The young artist opened his portfolio and took out a kind of stylus.

"I'll do it in silver point," he explained.

"What is silver point?"

"A drawing made with the sharpened end of a silver stick. It leaves marks which oxidize. They are much finer than any pencil can make. The drawback is that it can't be erased. You have to draw it right the first time."

Even as he spoke, he drew rapidly, frowning. For a while Helena watched his slim hand move along the rough paper. Suddenly he tore the sheet in two.

She gave a little outcry of dismay.

"It did not look right to me," he explained. "I'll try it again."

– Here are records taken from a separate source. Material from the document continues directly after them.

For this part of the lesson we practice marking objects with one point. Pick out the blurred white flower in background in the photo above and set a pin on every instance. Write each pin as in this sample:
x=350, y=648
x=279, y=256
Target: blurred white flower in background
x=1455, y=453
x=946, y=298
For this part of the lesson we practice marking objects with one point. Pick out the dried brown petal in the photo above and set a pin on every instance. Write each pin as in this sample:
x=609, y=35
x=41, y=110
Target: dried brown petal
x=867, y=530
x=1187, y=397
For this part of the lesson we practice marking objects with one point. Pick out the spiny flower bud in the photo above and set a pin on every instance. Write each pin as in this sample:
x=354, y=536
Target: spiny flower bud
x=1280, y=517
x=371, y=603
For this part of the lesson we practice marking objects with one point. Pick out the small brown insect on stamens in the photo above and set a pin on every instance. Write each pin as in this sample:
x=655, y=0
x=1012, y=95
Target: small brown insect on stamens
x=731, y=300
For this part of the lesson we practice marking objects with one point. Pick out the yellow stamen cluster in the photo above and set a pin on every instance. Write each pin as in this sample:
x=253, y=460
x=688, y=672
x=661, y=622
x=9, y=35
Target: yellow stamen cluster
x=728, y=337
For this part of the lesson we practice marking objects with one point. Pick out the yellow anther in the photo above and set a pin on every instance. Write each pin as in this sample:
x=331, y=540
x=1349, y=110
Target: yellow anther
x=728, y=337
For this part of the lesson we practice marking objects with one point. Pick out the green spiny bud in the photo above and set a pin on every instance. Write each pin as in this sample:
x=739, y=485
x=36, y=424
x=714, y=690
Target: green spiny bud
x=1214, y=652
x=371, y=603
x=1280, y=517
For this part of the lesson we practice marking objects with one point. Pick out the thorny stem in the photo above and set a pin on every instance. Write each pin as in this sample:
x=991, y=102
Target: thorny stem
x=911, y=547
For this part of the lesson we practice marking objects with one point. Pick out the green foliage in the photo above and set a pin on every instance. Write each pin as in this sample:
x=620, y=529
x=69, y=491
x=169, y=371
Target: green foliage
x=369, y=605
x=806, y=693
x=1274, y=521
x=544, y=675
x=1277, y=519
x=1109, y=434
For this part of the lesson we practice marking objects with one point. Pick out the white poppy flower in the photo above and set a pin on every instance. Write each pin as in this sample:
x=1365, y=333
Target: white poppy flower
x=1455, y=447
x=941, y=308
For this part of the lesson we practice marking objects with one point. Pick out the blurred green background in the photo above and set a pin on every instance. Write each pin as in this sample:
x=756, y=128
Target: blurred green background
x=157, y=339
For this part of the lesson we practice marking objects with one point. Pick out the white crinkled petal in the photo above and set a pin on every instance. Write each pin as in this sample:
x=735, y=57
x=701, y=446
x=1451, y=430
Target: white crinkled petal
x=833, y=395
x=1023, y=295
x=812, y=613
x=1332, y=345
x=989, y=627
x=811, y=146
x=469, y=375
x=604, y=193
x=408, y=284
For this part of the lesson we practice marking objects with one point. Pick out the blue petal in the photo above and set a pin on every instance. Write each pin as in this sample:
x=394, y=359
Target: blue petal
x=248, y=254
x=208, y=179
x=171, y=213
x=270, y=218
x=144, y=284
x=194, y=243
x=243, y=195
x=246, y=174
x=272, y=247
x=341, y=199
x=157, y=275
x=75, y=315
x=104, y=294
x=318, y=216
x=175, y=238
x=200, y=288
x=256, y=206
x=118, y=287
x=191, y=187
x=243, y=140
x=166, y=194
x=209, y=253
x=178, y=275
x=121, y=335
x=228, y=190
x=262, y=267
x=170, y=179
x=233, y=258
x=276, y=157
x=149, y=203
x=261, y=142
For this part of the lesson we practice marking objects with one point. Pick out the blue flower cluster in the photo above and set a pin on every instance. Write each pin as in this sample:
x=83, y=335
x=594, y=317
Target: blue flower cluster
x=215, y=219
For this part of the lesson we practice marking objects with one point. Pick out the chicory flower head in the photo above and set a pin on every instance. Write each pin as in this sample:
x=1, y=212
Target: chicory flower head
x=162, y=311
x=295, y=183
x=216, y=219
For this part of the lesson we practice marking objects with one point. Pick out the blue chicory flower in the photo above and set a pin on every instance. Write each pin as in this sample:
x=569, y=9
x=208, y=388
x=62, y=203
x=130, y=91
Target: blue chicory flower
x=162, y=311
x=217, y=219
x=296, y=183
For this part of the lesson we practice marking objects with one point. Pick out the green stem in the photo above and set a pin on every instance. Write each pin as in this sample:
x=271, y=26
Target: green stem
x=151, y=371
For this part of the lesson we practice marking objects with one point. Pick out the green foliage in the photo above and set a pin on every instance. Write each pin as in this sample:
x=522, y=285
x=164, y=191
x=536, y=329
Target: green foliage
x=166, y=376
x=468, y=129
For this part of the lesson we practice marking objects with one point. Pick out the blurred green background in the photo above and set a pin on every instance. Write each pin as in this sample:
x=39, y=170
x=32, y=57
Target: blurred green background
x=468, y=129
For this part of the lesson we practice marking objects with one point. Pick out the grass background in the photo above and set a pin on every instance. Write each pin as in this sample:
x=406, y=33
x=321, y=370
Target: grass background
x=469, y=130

This time it pleased him better. The girl in the bridal carriage and her convoy of winged hussars looked clearer. Yet again the artist shook his head and tore the sheet.

"I don't seem to get it." He looked about the emptying room. "Are you going to close?"

The librarian looked at the clock.

"I may close a little later," she decided. She had to see that drawing completed.

The last visitor left. It was long past closing time. But Helena still watched silently the quickly moving hand.

Now the artist raised his darkened, troubled eyes, and looked searchingly into her face.

"I abandoned the idea of copying the whole picture. I'm just sketching that furthest plane of it. . . . It seems somewhat obscure, but it may clarify. . . . Yes!" he cried so that he startled her. "It is clarifying!" In a low tone, almost in a whisper, he added: "Almost against my will. . ."

She bent over the sketch and saw, not the girl in the bridal carriage, not the Winged Hussars on its sides, but that unforgettable scene by the cathedral, with the young stone-cutter chiseling the outline of Queen Jadviga's small foot.

Again centuries melted away. The pale gray lines of silver point seemed to scintillate, taking on some unearthly light. She looked closer into the queen's face, and it was almost like her own reflection in the mirror.

Slowly, with bated breath, she transferred her gaze to the other face, the suffering yet exalted features of the young stone-cutter, just outlined by the visitor. She looked at it for ages, as the library clock loudly ticked away mere seconds. It was the face of Jan Groholski.

Sudden lightning from the electric storm lit up the sky. And in that brief, dazzling light, she saw a glimpse of the future.

She could not see the details. But one indelible impression remained: Jan and herself bound forever together, by a link of timeless destiny.